Si les raisons de l’emprisonnement de ces femmes apparaissent vagues, toutes semblent avoir subies des agressions sexuelles lors de leur détention. Dans son rapport, CNN précise la manière dont les forces de sécurité iraniennes utilisent le viol pour réprimer les protestations. Dans son témoignage, une femme kurdo-iranienne, nommée Hana pour sa sécurité, affirme avoir été témoin et victime de violences sexuelles pendant sa détention. Arrêtée par la police iranienne pour avoir brûlé son foulard, elle explique avoir été détenue dans un centre de détention situé dans un poste de police de la ville d’Urmia, dans le nord-ouest de l’Iran. « Il y avait des enfants de 13 et 14 ans qui ont été capturés lors des manifestations. Ils ont été brutalement blessés. Ils ont fait encore plus mal aux filles. Ils les ont violées ». Elle ajoute : « il y avait un hall principal avec des salles d’interrogatoire privées à côté. Un officier prenait une jolie fille, et il allait dans une pièce pour être seul avec elle et l’agresser sexuellement ».
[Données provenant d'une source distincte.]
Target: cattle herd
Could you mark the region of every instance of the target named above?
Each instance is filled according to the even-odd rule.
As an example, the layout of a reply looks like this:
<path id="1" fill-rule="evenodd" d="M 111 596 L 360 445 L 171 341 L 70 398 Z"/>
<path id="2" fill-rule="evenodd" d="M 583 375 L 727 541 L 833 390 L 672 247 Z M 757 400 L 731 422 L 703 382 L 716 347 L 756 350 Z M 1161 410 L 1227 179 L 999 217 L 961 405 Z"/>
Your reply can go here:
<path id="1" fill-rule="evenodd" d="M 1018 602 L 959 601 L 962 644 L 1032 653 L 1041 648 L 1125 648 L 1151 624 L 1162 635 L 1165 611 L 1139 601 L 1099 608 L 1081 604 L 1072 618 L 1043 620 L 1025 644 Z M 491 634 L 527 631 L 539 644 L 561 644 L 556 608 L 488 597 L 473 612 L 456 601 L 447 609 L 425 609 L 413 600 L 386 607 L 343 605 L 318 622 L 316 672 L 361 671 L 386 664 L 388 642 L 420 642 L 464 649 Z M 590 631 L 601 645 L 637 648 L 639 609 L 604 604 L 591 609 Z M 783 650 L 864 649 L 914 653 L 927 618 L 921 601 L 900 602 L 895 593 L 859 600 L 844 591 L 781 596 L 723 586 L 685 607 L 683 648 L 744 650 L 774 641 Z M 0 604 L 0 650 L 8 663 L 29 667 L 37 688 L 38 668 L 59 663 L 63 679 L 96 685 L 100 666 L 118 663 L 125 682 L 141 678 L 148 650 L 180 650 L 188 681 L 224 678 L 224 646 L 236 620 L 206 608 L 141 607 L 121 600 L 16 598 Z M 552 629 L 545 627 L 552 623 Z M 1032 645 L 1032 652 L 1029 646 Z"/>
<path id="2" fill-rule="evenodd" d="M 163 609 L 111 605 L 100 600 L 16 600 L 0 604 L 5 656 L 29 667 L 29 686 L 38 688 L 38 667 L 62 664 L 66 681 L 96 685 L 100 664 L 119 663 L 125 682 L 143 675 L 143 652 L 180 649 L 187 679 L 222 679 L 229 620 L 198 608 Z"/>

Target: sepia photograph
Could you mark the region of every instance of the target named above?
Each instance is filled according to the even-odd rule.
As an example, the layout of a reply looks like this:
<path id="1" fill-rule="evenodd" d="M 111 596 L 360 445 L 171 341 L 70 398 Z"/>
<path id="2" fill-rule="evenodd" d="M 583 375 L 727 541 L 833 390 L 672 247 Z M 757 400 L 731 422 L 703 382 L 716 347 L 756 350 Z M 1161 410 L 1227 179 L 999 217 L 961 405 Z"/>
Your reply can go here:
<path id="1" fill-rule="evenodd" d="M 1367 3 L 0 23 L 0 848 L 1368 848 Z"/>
Les groupes internationaux de défense des droits Human Rights Watch et Amnesty International ont également affirmé avoir enregistré plusieurs cas d’agressions sexuelles dans les prisons depuis le début des manifestations à la mi-septembre. Outre la volonté de domination et de répression, violer les vierges ou les femmes suspectées de l’être répond à une stratégie étatique amorcée sous l’ère de l’Ayatollah Khomeini, rappelle l’Institut Gatestone, un think tank international. Interrogé le 7 décembre 1986 sur l’utilisation massive du viol dans les prisons, le le chef du régime des Mollah avait déclaré : « De tels viols sont essentiels pour empêcher ces femmes anti-islam d’entrer au paradis. Si elles sont exécutées vierges, elles pourront y entrer. Donc, les viols sont extrêmement importants pour empêcher ces éléments d’entrer au paradis ».